Photo: Yoani Sanchez
Dissident Cuban blogger Yoani Sanchez, her husband and another independent journalist were released after more than 24 hours in custody and are back in the Cuban capital, Sanchez said on Twitter.
“We’ve just been freed!! 30 hours under arrest and many stories to tell,” the author of the ”Generacion Y” blog wrote Friday.
Sanchez, husband Reinaldo Escobar and Agustin Lopez were arrested Thursday afternoon while en route to the eastern city of Bayamo to cover the trial of Spanish political activist Angel Carromero, accused of negligent homicide for the deaths of dissidents Oswaldo Paya and Harold Cepero in a car accident.
“We’ve been freed! Thanks to all of you for raising your voice and for your tweets so that we’d return home,” the acclaimed blogger said.
She said that during her detention she “refused to eat or drink any liquid” and “the first glass of water I drank when I got home was like fire in the esophagus.”
Sanchez wrote Saturday on her blog that she and the other two independent journalists believed the Communist Party daily Granma when it said the trial was open to the public, but added that “as you know, Granma lies.”
She said that while in custody she repeated a single phrase for more than three hours: “I demand that you allow me to make a telephone call. It’s my right.”
Finally, on Friday morning, she was allowed to place a call and spoke a few words with her father “over a line that was obviously tapped.”
Sanchez said Thursday on Twitter that she was planning to travel from her home in Havana to Bayamo, a city 750 kilometers (465 miles) east of Havana where Carromero was tried on Friday.
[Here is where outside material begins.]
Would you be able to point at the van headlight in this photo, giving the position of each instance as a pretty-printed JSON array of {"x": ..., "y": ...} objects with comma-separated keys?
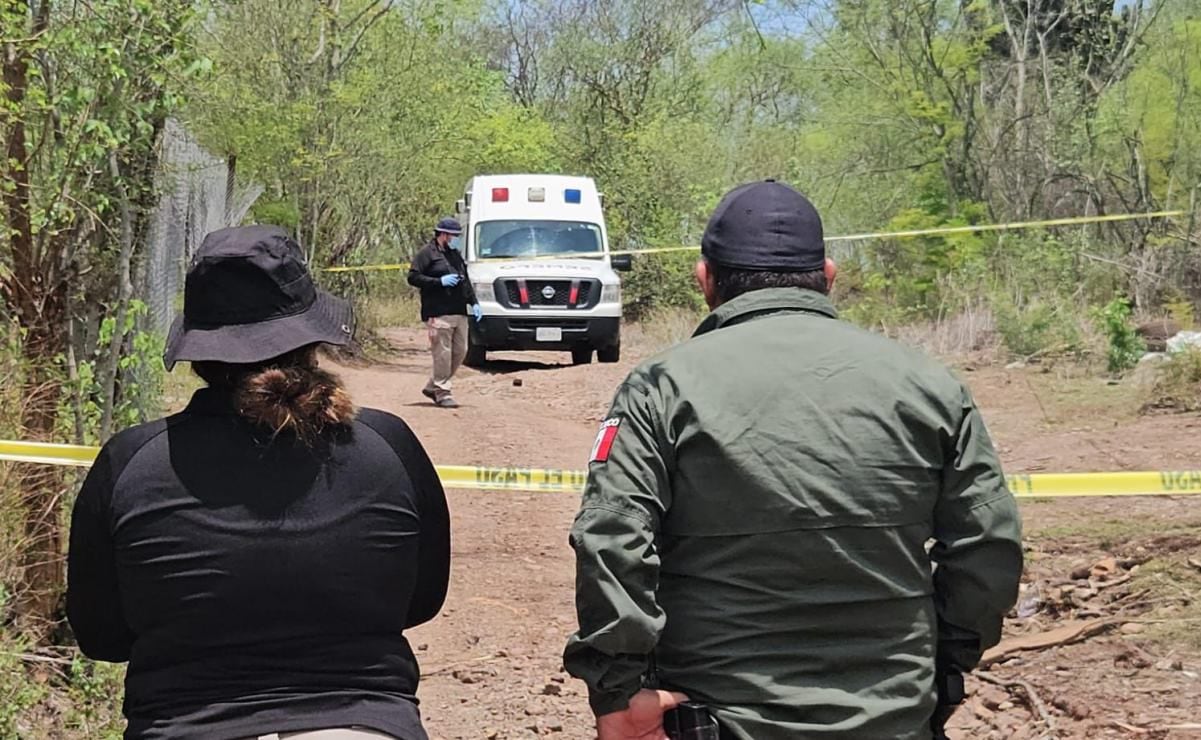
[{"x": 484, "y": 292}]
The trial concluded after 11 hours and Carromero is awaiting the verdict. Prosecutors asked the Granma provincial court for a seven-year prison sentence.
The 27-year-old leader of a youth group in Spain’s governing conservative Popular Party, Carromero was at the wheel for a July car crash that killed prominent dissident Oswaldo Paya and another government opponent, Harold Cepero.
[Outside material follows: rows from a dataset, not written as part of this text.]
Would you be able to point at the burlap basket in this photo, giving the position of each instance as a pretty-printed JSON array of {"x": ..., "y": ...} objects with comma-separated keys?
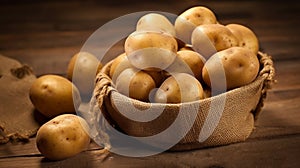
[{"x": 242, "y": 107}]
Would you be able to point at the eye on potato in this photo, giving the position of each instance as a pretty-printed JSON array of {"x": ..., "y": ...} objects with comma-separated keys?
[
  {"x": 62, "y": 137},
  {"x": 52, "y": 95},
  {"x": 187, "y": 21},
  {"x": 150, "y": 50},
  {"x": 211, "y": 38},
  {"x": 135, "y": 84},
  {"x": 240, "y": 67},
  {"x": 194, "y": 60},
  {"x": 155, "y": 22},
  {"x": 246, "y": 37},
  {"x": 118, "y": 65},
  {"x": 179, "y": 88}
]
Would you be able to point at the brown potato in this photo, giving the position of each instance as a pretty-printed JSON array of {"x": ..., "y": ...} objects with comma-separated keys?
[
  {"x": 239, "y": 65},
  {"x": 194, "y": 60},
  {"x": 179, "y": 88},
  {"x": 187, "y": 21},
  {"x": 118, "y": 65},
  {"x": 245, "y": 36},
  {"x": 135, "y": 84},
  {"x": 53, "y": 95},
  {"x": 62, "y": 137},
  {"x": 84, "y": 66},
  {"x": 151, "y": 50},
  {"x": 157, "y": 76},
  {"x": 211, "y": 38}
]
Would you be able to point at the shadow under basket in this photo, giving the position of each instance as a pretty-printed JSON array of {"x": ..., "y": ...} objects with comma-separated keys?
[{"x": 219, "y": 120}]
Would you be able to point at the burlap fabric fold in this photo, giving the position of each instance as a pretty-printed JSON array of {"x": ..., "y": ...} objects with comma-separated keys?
[
  {"x": 17, "y": 119},
  {"x": 236, "y": 122}
]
Cuban authorities blame the accident on excessive speed and the driver’s failure to heed warning signs about road construction. They say the car was going 120 kph (nearly 75 mph) along a stretch of highway where the speed limit was 60 kph (around 37 mph).
Carromero repeated in court the statement he made during the investigation that he was driving at a speed of between 80 and 90 kph (50 and 56 mph).
And he again admitted that “unfortunately” he lost control of the car upon entering a stretch of road full of potholes and road work and it crashed into a tree.
Yoani Sanchez is known for her harsh criticism of Cuba’s Communist government and for bringing attention to daily hardships on the island.
Cuban authorities say she is part of a group of “cybernetic counterrevolutionaries manufactured” by the United States, while pro-government bloggers frequently label her a “fraud” and a “mercenary.”
The honors conferred on the blogger and philologist include Spain’s Ortega y Gasset prize for digital journalism in 2008 and a Maria Moors Cabot award from New York’s Columbia University in 2009.
Sanchez has since been awarded other honors and been invited to attend congresses and other events, but she has not been able to receive the prizes in person because the Cuban government has repeatedly denied her an exit visa.
The spokesman for the illegal but tolerated Cuban Commission on Human Rights and National Reconciliation, Elizardo Sanchez, told Efe that Yoani and her two colleagues were taken to their homes “under arrest” by the political police.
He also said that, based on a preliminary count, they are among a group of between eight and 12 activists and dissidents who were detained prior to the start of Carromero’s trial.